Jefferson knew full well that blacks could learn marketable skills and provide for themselves because that’s what the slaves at Monticello were already doing. Favored slaves became master carpenters, blacksmiths and cooks, whose valuable services the Jefferson family enjoyed for the cost of room and board. (In a nasty Catch-22, the better these workers got at their trades, the less incentive their white masters had to free them.) Field slaves received such paltry rations that they had to grow their own food on the small plots of land they were apportioned. They went so far as to produce a surplus, which they sold to the main house. From these purportedly irresponsible and undisciplined people were chosen individuals Jefferson trusted with important managerial duties at Monticello.
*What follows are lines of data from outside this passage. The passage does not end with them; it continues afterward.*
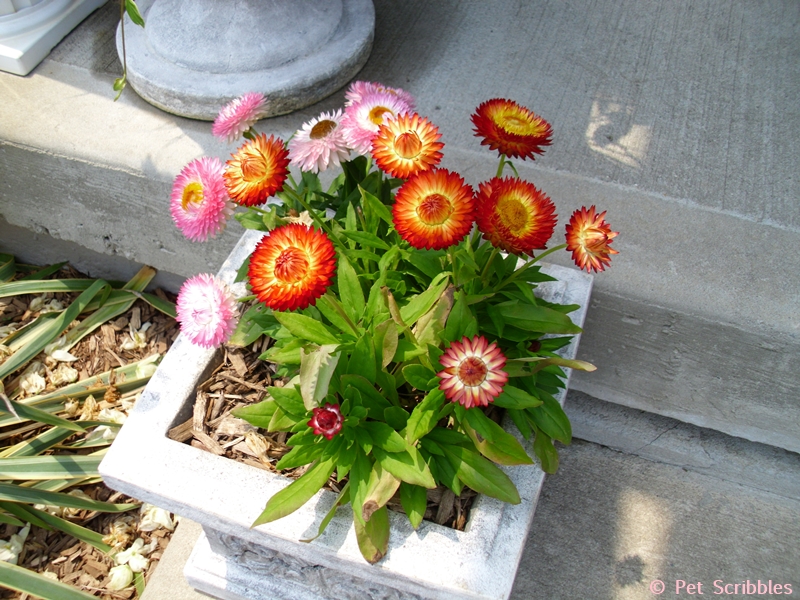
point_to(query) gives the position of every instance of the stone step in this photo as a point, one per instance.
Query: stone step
(638, 498)
(675, 136)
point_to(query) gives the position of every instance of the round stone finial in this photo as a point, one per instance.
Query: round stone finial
(194, 56)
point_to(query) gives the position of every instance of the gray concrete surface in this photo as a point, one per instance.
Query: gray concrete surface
(680, 118)
(655, 499)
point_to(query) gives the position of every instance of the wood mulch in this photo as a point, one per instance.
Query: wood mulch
(75, 562)
(241, 379)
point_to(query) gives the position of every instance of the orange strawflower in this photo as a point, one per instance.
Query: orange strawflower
(511, 129)
(588, 238)
(515, 215)
(406, 145)
(257, 170)
(291, 267)
(434, 209)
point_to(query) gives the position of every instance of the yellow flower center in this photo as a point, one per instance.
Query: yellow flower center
(435, 209)
(513, 214)
(472, 371)
(254, 167)
(322, 129)
(291, 265)
(408, 145)
(192, 194)
(376, 114)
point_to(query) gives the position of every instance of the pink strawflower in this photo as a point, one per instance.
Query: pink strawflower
(238, 116)
(361, 121)
(327, 420)
(199, 203)
(206, 311)
(319, 144)
(358, 90)
(473, 372)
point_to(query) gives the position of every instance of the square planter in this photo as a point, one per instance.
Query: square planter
(233, 561)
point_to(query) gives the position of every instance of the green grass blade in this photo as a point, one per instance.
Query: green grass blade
(40, 443)
(59, 324)
(7, 267)
(23, 580)
(15, 493)
(26, 412)
(40, 468)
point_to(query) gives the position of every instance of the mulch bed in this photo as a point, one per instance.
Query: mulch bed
(242, 378)
(72, 561)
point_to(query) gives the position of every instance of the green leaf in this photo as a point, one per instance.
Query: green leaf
(15, 493)
(297, 493)
(384, 436)
(381, 487)
(535, 318)
(493, 441)
(408, 466)
(420, 377)
(386, 340)
(421, 303)
(30, 468)
(133, 12)
(29, 582)
(301, 455)
(350, 290)
(424, 416)
(515, 398)
(373, 536)
(481, 475)
(316, 369)
(259, 414)
(341, 499)
(306, 328)
(415, 501)
(546, 452)
(25, 411)
(362, 360)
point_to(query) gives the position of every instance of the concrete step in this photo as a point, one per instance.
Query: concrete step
(676, 118)
(638, 499)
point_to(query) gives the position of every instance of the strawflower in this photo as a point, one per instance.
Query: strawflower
(238, 116)
(473, 372)
(291, 267)
(199, 203)
(511, 129)
(257, 170)
(514, 215)
(361, 121)
(589, 238)
(327, 420)
(206, 310)
(358, 90)
(407, 145)
(434, 209)
(319, 144)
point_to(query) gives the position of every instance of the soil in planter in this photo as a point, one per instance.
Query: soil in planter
(242, 378)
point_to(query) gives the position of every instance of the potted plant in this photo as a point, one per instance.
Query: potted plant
(401, 306)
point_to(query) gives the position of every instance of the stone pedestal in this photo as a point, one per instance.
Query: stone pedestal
(194, 56)
(29, 29)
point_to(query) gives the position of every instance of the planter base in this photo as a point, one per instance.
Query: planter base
(230, 569)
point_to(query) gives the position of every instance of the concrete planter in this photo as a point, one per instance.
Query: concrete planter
(233, 561)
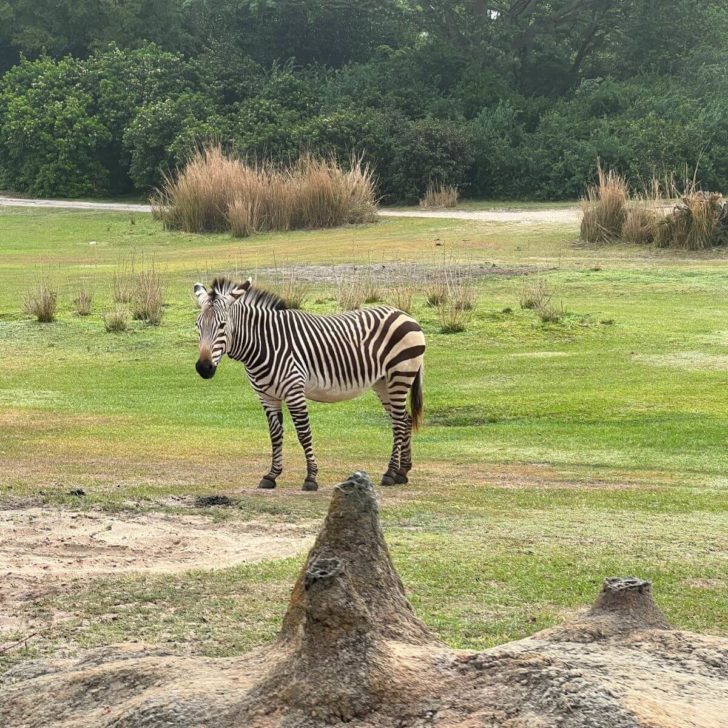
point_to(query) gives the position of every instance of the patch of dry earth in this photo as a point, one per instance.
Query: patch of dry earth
(42, 550)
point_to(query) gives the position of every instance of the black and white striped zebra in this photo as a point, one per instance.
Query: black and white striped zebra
(291, 356)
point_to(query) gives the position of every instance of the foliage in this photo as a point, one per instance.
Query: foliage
(506, 100)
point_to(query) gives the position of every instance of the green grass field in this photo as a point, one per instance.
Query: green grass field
(554, 454)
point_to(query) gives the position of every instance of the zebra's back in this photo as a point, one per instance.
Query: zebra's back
(341, 355)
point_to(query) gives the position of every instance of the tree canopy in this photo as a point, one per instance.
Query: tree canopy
(501, 97)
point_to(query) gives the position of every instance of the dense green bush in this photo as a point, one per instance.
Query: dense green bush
(428, 151)
(51, 141)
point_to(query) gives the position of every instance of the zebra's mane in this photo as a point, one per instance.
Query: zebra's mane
(254, 297)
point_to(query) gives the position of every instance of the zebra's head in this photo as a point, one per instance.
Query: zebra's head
(212, 321)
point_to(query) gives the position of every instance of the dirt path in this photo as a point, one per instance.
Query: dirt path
(560, 215)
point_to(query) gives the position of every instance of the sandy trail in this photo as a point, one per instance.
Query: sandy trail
(43, 550)
(560, 215)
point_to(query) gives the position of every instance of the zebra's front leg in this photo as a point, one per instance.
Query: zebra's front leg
(299, 413)
(274, 413)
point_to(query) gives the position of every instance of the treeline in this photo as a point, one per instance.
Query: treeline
(503, 99)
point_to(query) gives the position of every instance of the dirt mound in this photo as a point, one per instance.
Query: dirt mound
(41, 549)
(351, 651)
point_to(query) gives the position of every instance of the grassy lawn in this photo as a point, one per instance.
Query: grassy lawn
(554, 454)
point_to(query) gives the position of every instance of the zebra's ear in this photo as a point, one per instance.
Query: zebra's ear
(201, 294)
(238, 290)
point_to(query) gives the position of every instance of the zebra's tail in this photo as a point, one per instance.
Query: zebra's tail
(417, 403)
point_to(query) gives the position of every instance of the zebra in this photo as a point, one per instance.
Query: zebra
(292, 356)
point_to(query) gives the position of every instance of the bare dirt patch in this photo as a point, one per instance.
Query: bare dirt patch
(351, 652)
(45, 550)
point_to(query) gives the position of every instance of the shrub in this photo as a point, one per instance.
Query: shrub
(439, 196)
(117, 319)
(42, 301)
(51, 141)
(82, 302)
(428, 151)
(148, 297)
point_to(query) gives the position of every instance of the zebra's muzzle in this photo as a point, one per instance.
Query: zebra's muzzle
(205, 368)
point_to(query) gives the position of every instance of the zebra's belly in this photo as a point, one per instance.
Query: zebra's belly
(332, 394)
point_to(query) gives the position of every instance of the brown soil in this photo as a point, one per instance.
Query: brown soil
(43, 550)
(352, 652)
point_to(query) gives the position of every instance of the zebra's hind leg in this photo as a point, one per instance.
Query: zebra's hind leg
(274, 414)
(393, 400)
(299, 413)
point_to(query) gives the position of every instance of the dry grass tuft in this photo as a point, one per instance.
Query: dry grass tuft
(372, 289)
(551, 313)
(291, 288)
(698, 221)
(456, 309)
(640, 223)
(117, 319)
(122, 281)
(148, 296)
(215, 192)
(402, 296)
(41, 301)
(82, 302)
(604, 207)
(537, 296)
(350, 294)
(438, 196)
(535, 293)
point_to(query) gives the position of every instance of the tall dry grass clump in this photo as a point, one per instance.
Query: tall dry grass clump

Jefferson professed a particular horror of miscegenation; it loomed large in his excuses for why emancipation had to be postponed until it was possible to immediately remove black Americans to some distant land. Yet his household was staffed by his wife’s mixed-race relatives, the children of her father and his enslaved mistress. Eventually, Jefferson’s own mixed-race children became his possessions and servants, one of them resembling his father so closely that an unwary dinner guest was struck speechless when he lifted his gaze and spotted the boy standing behind the man at table.
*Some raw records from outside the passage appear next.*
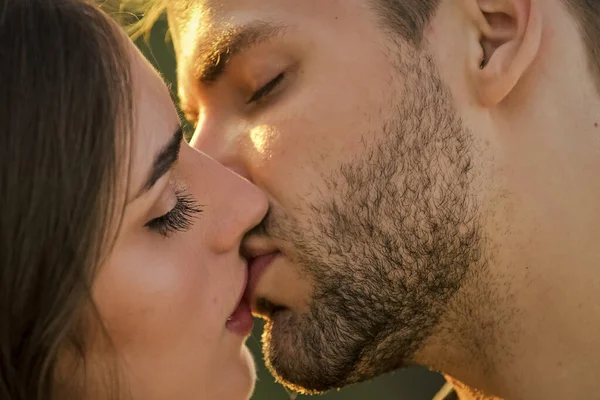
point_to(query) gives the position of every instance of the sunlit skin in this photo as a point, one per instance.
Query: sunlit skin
(165, 301)
(432, 204)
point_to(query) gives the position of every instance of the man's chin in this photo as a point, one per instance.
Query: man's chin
(298, 357)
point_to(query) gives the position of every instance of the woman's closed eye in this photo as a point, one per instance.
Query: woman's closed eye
(179, 218)
(266, 89)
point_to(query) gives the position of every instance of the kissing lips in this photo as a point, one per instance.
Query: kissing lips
(257, 266)
(241, 320)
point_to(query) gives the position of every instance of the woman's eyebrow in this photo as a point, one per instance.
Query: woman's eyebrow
(164, 160)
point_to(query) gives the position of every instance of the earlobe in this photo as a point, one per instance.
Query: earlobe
(510, 41)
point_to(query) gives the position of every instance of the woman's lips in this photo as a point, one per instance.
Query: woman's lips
(241, 320)
(257, 267)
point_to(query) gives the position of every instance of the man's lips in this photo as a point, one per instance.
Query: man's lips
(256, 267)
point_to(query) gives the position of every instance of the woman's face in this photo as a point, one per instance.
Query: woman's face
(169, 294)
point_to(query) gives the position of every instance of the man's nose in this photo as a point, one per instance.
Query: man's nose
(223, 144)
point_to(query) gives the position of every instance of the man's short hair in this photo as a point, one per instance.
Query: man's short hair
(409, 18)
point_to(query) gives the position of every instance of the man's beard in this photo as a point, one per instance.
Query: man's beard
(387, 244)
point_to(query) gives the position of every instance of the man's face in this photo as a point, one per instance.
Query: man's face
(353, 136)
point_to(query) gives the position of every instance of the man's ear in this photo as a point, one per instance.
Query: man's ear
(510, 36)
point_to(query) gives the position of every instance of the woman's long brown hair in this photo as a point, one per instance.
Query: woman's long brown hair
(65, 121)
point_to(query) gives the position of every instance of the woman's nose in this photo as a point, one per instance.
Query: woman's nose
(238, 206)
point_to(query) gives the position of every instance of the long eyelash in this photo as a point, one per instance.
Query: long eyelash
(265, 90)
(180, 218)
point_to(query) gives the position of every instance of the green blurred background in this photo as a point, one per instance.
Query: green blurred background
(410, 384)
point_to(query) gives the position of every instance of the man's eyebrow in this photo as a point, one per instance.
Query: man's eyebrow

“The difficult truth,” Wiencek writes, “is that for decades Jefferson skillfully played both sides of the slavery question, maintaining his reputation as a liberal while doing nothing.” It was simply in his best interests to perpetuate slavery, and that’s what he did, applying his practical genius to modernizing the peculiar institution to adapt to a new century and an expanding nation. The contemporary image of Jefferson as confounded by the conflict between his idealism and the limitations of the real world strike Wiencek as a last-ditch attempt to redeem a hero whose actions simply don’t jibe with his stated values. In short, we try to persuade ourselves that the author of some of our most inspiring political works was not a self-serving hypocrite. But given the bountiful evidence offered in “The Master of the Mountain,” it’s now impossible to see him any other way.